Als ich das mit dem Befindlichkeitsbloggen wieder einmal versuchen wollte

Manche Brunnen sind einfach nur Schächte, in die eins sich an einem Seil herablassen muss, bis das Wasser erreicht ist. Und dann hilft nur ein Sprung in das kalte Nass, um zu dem Grund zu kommen. Moderne Brunnen scheinen Fahrstühle zu haben, Förderkorb genannt, die zwar eine holprige, aber im Großen und Ganzen komfortable Fahrt in die Tiefe ermöglichen. Ich weiß nicht, wie lange es her ist, dass ich wirklich am Grund eines Brunnens gestanden bin.
War ich früher melancholisch, obwohl ich noch kaum etwas erlebt hatte, so bin ich heute nostalgisch, weil ich kaum etwas erlebt habe. Ich lache gerne über dieses Konzept der „Fear of missing out“, tatsächlich aber trifft sie mich jeden Tag. In Gesprächen über das Älterwerden fällt mir immer wieder auf, dass es gar nicht das Älterwerden an sich ist, dass ich damit eigentlich ganz gut zurechtkommen würde – es ist mehr der Fakt, dass immer jüngere Menschen nachkommen und nun jung und cool sind.

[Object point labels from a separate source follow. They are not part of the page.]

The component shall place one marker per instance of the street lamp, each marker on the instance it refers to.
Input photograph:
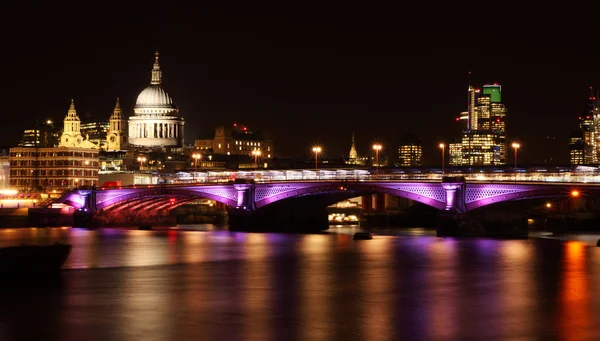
(196, 157)
(86, 163)
(256, 153)
(141, 160)
(377, 147)
(516, 146)
(443, 148)
(317, 150)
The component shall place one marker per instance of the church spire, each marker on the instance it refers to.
(117, 111)
(156, 73)
(72, 113)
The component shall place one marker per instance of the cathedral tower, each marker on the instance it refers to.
(116, 139)
(71, 136)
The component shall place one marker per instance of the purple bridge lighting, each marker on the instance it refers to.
(450, 194)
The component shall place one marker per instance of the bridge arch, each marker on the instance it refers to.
(431, 194)
(481, 195)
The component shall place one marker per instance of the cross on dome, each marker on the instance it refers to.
(156, 73)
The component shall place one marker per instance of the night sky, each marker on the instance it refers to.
(308, 74)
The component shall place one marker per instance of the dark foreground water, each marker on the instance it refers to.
(216, 285)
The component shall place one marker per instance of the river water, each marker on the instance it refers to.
(212, 284)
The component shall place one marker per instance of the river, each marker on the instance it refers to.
(211, 284)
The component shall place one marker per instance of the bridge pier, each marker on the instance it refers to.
(294, 215)
(449, 219)
(84, 216)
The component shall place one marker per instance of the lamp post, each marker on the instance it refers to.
(86, 163)
(516, 147)
(141, 160)
(196, 156)
(443, 148)
(256, 153)
(317, 150)
(377, 147)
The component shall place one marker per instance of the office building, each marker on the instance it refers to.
(483, 141)
(47, 169)
(409, 151)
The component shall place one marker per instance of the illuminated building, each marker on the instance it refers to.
(4, 168)
(587, 140)
(95, 131)
(116, 138)
(237, 140)
(42, 135)
(409, 151)
(595, 113)
(60, 168)
(455, 154)
(71, 136)
(483, 141)
(576, 148)
(353, 155)
(156, 122)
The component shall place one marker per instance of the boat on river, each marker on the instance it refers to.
(31, 259)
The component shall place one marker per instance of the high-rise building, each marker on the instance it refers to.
(483, 140)
(353, 155)
(576, 148)
(410, 151)
(587, 139)
(455, 153)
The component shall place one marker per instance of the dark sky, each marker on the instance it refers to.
(307, 73)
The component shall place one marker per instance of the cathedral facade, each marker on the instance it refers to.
(71, 136)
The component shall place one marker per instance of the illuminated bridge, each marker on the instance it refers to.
(305, 192)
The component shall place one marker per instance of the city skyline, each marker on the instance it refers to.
(315, 87)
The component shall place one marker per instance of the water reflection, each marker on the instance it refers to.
(220, 285)
(574, 314)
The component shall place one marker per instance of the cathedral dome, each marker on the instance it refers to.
(156, 123)
(154, 96)
(154, 100)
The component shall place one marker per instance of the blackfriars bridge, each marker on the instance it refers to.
(285, 200)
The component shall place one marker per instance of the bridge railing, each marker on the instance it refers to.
(329, 175)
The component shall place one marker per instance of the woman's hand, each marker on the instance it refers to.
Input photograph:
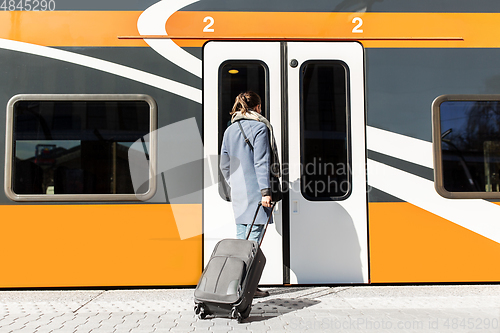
(266, 201)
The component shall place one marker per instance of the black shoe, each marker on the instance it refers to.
(260, 293)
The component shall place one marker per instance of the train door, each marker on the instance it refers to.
(313, 96)
(326, 160)
(230, 68)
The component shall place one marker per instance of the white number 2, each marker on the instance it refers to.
(357, 29)
(211, 21)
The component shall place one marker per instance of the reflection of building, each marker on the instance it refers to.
(94, 167)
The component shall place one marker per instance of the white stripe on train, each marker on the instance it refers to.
(152, 22)
(156, 81)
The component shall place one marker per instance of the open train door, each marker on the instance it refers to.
(326, 160)
(230, 68)
(313, 95)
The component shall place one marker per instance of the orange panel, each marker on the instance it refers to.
(477, 29)
(409, 244)
(102, 28)
(98, 245)
(71, 28)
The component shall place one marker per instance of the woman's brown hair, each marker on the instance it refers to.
(245, 101)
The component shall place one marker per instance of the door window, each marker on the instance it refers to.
(325, 170)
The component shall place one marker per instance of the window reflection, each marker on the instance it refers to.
(470, 143)
(76, 147)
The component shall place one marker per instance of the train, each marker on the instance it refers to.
(386, 116)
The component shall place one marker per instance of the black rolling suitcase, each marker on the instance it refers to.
(230, 279)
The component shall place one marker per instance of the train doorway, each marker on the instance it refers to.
(313, 95)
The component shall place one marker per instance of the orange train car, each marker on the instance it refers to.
(386, 115)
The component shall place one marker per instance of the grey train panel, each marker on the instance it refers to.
(402, 165)
(141, 58)
(27, 74)
(442, 6)
(402, 83)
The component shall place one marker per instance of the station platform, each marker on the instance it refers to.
(421, 308)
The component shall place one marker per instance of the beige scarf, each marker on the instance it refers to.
(252, 115)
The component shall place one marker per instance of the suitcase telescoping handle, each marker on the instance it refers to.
(267, 223)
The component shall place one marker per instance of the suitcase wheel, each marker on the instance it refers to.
(235, 314)
(199, 311)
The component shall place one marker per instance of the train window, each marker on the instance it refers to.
(75, 147)
(325, 167)
(467, 146)
(235, 77)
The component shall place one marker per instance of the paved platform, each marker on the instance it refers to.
(456, 308)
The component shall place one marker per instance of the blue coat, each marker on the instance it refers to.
(247, 171)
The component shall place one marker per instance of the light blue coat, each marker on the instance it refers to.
(247, 171)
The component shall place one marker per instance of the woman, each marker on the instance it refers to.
(246, 167)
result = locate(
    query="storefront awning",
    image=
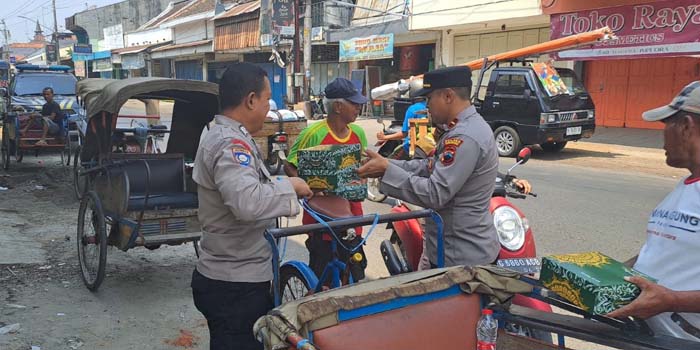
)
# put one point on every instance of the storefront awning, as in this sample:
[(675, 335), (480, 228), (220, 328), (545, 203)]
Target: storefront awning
[(102, 65), (172, 50), (77, 57), (131, 49), (397, 27)]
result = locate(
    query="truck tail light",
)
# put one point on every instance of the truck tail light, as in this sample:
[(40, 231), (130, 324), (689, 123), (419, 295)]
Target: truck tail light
[(546, 118)]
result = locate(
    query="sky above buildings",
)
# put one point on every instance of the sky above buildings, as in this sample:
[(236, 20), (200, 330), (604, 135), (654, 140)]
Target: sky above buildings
[(22, 29)]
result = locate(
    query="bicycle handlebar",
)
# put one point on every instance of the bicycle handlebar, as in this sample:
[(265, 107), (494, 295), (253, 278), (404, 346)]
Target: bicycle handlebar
[(341, 224)]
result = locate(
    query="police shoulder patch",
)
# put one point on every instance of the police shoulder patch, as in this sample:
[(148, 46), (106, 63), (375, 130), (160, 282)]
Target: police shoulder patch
[(453, 141), (241, 155), (242, 144), (448, 155)]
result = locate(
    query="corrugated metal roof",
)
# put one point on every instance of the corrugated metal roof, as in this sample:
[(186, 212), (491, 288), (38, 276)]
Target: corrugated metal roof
[(180, 46), (362, 16), (130, 49), (240, 9), (165, 15), (238, 35)]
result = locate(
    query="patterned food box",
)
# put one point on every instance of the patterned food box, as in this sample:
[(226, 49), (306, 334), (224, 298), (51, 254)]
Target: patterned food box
[(592, 281), (333, 169)]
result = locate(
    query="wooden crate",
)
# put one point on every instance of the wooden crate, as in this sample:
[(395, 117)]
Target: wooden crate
[(292, 128)]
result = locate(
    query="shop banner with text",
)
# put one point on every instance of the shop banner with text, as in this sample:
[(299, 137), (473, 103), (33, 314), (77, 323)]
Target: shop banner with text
[(368, 48), (661, 28)]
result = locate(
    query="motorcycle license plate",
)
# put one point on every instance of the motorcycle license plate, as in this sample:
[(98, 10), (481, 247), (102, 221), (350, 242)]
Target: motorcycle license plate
[(522, 265), (576, 130)]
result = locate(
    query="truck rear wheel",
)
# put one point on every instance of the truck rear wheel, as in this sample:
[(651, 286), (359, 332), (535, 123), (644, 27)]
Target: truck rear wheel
[(507, 141), (553, 146)]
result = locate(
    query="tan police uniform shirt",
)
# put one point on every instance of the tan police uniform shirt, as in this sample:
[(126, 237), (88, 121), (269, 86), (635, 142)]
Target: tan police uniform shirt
[(458, 183), (238, 200)]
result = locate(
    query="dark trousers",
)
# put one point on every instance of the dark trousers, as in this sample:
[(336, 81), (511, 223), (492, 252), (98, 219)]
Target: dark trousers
[(231, 309), (320, 254)]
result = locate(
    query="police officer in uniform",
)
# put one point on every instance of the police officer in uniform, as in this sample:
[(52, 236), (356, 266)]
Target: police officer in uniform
[(238, 200), (457, 181)]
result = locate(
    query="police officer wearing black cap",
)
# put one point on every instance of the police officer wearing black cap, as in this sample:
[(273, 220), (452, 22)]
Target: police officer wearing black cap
[(457, 181)]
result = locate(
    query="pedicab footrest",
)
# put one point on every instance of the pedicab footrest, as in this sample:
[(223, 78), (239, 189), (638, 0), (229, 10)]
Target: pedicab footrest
[(181, 200)]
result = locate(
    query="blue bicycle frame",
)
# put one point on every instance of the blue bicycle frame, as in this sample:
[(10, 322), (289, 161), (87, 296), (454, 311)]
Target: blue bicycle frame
[(272, 235)]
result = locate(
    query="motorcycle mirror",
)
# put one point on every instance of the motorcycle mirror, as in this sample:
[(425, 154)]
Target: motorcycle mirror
[(524, 155)]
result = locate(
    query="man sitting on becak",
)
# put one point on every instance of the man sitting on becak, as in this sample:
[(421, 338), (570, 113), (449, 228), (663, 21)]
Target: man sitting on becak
[(343, 102), (671, 306), (50, 119)]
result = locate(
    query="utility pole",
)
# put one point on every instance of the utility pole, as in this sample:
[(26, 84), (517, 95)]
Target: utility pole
[(297, 52), (5, 46), (307, 50), (55, 33)]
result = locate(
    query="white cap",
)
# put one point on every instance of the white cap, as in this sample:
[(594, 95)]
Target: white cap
[(688, 100)]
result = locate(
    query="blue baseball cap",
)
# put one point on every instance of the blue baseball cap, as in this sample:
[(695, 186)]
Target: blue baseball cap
[(345, 89)]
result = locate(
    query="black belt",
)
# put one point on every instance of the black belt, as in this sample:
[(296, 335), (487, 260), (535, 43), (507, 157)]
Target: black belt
[(685, 325)]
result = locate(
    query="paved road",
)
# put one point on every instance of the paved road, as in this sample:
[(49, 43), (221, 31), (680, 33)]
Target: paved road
[(579, 208), (587, 201)]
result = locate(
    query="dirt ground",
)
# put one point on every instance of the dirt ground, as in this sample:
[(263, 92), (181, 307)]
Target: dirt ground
[(43, 290)]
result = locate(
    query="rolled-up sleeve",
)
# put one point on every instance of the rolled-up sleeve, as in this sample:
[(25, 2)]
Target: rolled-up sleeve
[(249, 198), (437, 190)]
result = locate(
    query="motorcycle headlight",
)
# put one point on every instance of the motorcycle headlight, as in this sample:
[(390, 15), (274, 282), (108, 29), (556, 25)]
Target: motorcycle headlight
[(510, 227)]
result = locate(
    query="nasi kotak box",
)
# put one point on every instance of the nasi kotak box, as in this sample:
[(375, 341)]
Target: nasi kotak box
[(333, 169), (592, 281)]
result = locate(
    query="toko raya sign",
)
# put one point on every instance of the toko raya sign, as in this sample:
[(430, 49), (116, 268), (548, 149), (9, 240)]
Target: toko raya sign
[(663, 28)]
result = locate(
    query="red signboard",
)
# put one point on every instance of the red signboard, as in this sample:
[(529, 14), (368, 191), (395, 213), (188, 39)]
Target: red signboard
[(662, 28)]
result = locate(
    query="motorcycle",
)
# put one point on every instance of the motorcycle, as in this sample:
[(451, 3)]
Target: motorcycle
[(403, 250)]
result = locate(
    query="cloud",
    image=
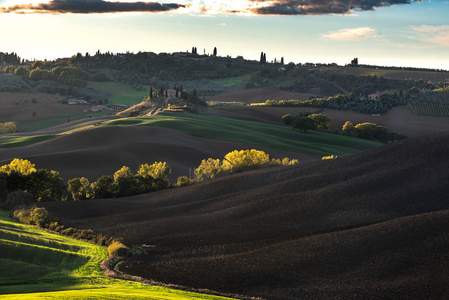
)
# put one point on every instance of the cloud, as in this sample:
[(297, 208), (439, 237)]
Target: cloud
[(352, 34), (89, 7), (318, 7), (438, 35), (259, 7)]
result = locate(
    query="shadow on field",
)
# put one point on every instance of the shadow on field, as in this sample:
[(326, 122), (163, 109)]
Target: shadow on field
[(368, 226)]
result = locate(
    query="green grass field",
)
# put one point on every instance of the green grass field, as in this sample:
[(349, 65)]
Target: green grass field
[(36, 264), (121, 94), (24, 141), (260, 134)]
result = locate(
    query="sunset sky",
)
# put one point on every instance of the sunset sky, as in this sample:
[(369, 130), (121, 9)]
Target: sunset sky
[(380, 32)]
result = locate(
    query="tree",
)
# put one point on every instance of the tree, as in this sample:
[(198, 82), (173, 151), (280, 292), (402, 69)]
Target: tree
[(244, 160), (370, 131), (288, 119), (348, 127), (321, 121), (124, 180), (46, 185), (209, 169), (104, 187), (303, 124), (79, 187), (158, 170), (21, 166)]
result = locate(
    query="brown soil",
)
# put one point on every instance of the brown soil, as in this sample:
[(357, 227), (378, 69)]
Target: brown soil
[(104, 150), (258, 96), (370, 226), (399, 119)]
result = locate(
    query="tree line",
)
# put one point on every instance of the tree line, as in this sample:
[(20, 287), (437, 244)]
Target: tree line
[(21, 183), (305, 121)]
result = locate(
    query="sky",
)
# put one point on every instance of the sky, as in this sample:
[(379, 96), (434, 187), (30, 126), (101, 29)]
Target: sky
[(408, 33)]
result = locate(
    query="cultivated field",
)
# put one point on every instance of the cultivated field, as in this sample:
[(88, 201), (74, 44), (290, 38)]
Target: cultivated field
[(36, 264), (258, 96), (47, 112), (180, 140), (370, 225), (398, 119)]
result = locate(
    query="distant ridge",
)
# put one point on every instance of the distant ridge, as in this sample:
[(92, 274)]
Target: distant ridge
[(368, 226)]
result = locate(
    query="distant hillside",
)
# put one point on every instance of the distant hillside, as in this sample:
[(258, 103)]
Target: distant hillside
[(373, 225)]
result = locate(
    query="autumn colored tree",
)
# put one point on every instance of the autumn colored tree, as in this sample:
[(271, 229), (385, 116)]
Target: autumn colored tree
[(348, 127)]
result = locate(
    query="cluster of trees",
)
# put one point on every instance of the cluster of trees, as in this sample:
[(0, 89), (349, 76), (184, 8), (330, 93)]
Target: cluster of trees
[(7, 127), (343, 102), (44, 70), (11, 58), (237, 161), (20, 174), (305, 121), (124, 183), (40, 217), (372, 131)]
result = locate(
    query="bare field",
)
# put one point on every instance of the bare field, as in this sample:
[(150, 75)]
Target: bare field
[(399, 119), (258, 96), (102, 151), (47, 106), (373, 225), (395, 74)]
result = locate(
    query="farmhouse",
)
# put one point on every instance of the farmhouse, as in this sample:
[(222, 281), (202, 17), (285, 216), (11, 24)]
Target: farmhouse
[(76, 102), (375, 96), (171, 93)]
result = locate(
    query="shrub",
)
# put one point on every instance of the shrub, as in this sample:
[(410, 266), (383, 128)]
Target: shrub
[(17, 198), (39, 216), (22, 215), (244, 160), (370, 131), (209, 169)]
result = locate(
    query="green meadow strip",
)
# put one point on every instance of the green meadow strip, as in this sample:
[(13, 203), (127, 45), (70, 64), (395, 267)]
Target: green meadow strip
[(24, 141), (257, 133), (36, 264)]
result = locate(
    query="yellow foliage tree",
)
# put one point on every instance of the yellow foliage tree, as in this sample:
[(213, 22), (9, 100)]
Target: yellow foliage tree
[(8, 127), (238, 161), (22, 166), (158, 170)]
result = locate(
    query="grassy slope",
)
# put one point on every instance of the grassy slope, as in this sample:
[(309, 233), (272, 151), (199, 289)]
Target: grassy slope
[(23, 141), (121, 94), (234, 83), (259, 134), (38, 264)]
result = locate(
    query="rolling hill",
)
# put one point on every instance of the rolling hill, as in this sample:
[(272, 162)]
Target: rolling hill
[(373, 225)]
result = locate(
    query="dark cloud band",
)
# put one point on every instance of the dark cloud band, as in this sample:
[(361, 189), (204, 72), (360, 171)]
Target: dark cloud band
[(319, 7), (91, 6)]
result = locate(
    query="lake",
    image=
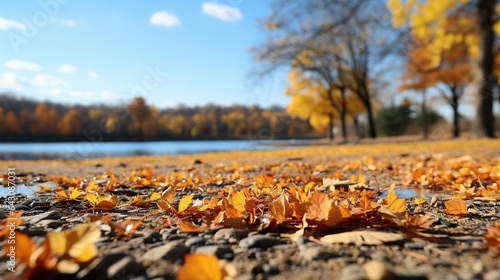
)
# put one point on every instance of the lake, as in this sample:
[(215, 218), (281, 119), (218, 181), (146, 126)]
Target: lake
[(84, 149)]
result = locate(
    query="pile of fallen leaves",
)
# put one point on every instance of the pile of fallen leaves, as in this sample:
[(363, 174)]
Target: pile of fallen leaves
[(327, 209)]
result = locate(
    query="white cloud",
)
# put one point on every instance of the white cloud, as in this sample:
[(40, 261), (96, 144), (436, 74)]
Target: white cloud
[(67, 22), (222, 12), (92, 74), (57, 91), (164, 19), (67, 68), (44, 80), (106, 95), (21, 65), (8, 23), (11, 81), (81, 93)]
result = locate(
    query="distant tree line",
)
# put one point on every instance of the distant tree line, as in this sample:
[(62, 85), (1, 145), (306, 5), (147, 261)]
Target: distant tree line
[(24, 120)]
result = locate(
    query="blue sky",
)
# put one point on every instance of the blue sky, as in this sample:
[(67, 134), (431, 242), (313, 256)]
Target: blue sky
[(104, 51)]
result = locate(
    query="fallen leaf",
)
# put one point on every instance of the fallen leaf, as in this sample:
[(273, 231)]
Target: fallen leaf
[(184, 203), (238, 200), (319, 206), (456, 207), (493, 236), (280, 208), (78, 243), (155, 196), (419, 200), (105, 203), (168, 195), (394, 203), (362, 237)]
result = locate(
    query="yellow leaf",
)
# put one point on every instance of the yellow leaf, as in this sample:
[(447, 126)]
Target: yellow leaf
[(81, 241), (99, 202), (419, 200), (184, 203), (168, 195), (62, 194), (238, 201), (362, 237), (155, 196), (395, 204), (75, 193), (456, 207), (280, 208), (200, 267), (57, 242)]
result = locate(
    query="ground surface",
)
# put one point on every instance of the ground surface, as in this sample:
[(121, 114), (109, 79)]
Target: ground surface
[(246, 228)]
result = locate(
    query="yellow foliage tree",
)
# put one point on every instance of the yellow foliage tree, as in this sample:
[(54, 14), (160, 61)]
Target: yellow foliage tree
[(312, 100), (428, 21)]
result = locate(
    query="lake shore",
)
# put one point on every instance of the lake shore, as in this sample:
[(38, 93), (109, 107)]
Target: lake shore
[(450, 245)]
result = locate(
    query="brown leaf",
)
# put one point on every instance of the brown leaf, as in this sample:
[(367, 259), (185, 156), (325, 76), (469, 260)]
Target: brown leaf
[(362, 237), (280, 208), (168, 194), (456, 207), (319, 206)]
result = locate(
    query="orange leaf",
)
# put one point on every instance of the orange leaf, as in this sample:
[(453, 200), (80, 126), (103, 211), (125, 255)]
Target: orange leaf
[(168, 194), (334, 216), (418, 222), (456, 207), (419, 200), (5, 230), (184, 203), (319, 206), (188, 226), (24, 247), (280, 208), (395, 204), (493, 236), (238, 201), (105, 203), (155, 196), (200, 267)]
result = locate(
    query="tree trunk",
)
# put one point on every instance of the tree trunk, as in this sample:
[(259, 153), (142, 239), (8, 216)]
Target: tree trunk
[(456, 116), (371, 120), (329, 131), (343, 112), (425, 122), (484, 124)]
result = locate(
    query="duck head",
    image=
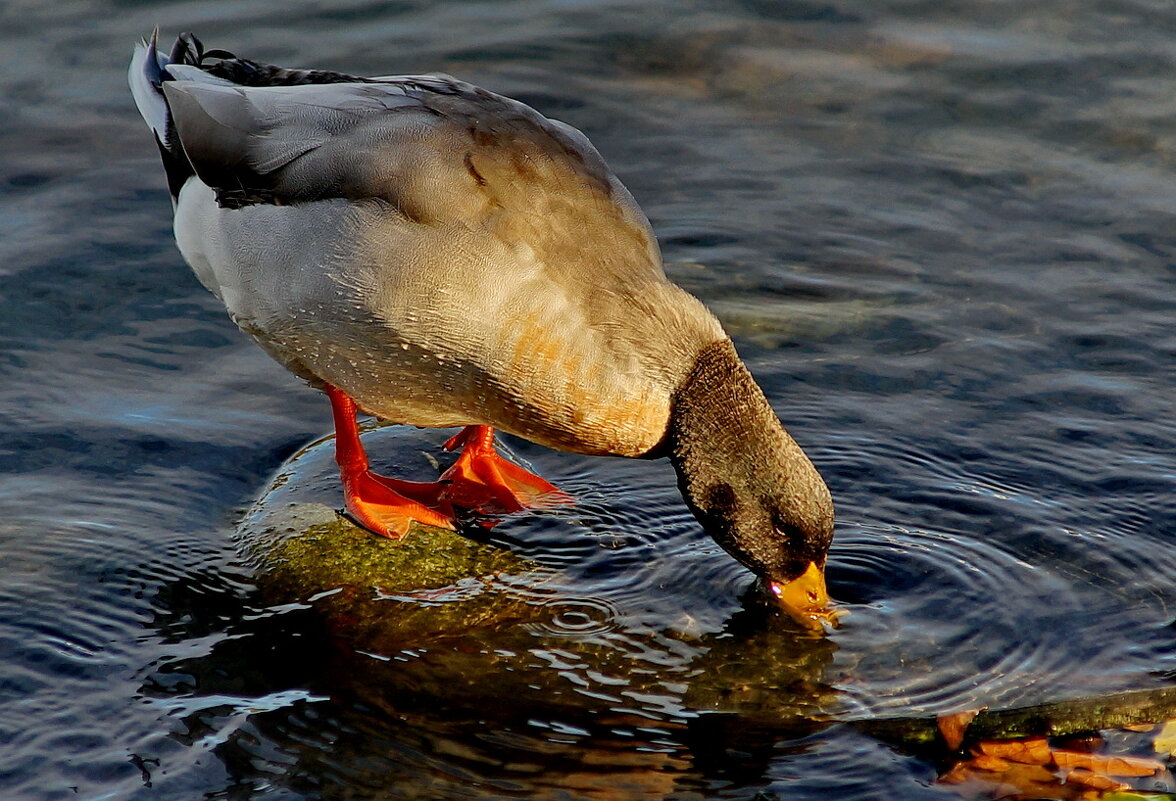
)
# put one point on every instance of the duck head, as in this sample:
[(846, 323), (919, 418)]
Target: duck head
[(749, 485)]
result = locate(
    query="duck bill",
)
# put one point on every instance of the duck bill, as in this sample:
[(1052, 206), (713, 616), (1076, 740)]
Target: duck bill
[(804, 599)]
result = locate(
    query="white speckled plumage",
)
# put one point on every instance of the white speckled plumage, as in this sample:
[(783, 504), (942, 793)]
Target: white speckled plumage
[(445, 255)]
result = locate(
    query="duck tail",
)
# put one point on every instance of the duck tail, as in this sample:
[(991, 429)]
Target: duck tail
[(148, 71)]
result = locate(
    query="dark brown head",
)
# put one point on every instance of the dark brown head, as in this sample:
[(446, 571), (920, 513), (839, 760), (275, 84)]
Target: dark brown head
[(748, 482)]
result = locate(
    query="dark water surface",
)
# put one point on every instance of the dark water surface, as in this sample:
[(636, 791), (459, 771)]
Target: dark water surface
[(942, 235)]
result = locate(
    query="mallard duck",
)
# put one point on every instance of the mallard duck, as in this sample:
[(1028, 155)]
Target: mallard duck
[(435, 254)]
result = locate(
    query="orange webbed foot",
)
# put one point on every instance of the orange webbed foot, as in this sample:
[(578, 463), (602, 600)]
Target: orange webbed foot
[(381, 505), (483, 481)]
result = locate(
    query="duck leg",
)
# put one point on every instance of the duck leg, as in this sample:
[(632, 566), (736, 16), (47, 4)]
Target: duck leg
[(381, 505), (482, 480)]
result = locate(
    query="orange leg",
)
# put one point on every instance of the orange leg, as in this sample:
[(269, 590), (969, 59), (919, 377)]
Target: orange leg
[(485, 481), (381, 505)]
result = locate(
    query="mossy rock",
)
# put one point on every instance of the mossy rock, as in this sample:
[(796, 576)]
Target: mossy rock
[(460, 615)]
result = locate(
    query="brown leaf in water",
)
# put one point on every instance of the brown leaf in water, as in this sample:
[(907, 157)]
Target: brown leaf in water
[(994, 763), (1095, 780), (953, 727), (1026, 752), (1113, 766)]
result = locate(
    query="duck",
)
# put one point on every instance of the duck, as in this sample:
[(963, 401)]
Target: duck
[(435, 254)]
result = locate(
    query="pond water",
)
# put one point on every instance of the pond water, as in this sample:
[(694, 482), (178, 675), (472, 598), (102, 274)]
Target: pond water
[(940, 233)]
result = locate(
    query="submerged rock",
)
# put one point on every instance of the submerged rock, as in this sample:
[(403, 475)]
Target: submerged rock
[(465, 619)]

Immerhin gab es früher mal Leute, zu denen ich aufblickte, die ich – ob zu Recht oder Unrecht – für unglaublich cool hielt und die ungefähr in dem Alter waren, in dem ich jetzt bin. Vielleicht gibt es ja junge Menschen da draußen, für die ich eine ähnliche Rolle spiele. Wohl eher nicht. Ich mein, was hat euch so ruiniert und wollt ihr nicht lieber eine Person mit einem Youtube-Kanal? Und falls ja: Fangt bitte nicht mit dem Rauchen an, das ist das uncoolste, was ich tue.
Aber eigentlich rauche ich ja überhaupt nicht. Das stand auf einem Umschlag, den ich aus Island geschickt bekommen habe, und bis zum Ende meines Wien-Aufenthalts hing er an der Wand. Am zweitletzten Tag, mitten in dem großen Umzugschaos, kommt K. nochmal vorbei und wir rauchen den Inhalt gemeinsam – obwohl ich ja eigentlich überhaupt nicht ehschonwissen. Vielleicht war das der Moment, in dem ich aufhörte melancholisch zu sein und nostalgisch wurde. La joie d‘être triste ist beides und in Wirklichkeit wäre es vermutlich ein Zeichen von Erwachsenenwerden, sich eine ordentliche Diagnose abzuholen.
Auch der Fahrstuhl endet im Wasser, das wesentlich bedrohlicher ist, wenn es knöchelhoch in einem Minenschacht steht. Ich möchte wieder singen. Das Lied, das ich immer singe, wenn ich nicht weiß, wo ich bin, wenn ich nicht weiß, wie es weitergehen soll. Aber hier, tief unter der Erde, singt kein Chor, kein Vogel, es zirpt nicht einmal eine Grille. Der große Seelenzeppelin wirkt unfassbar weit weg, und ich bin auf mich alleine gestellt. In mir alleine.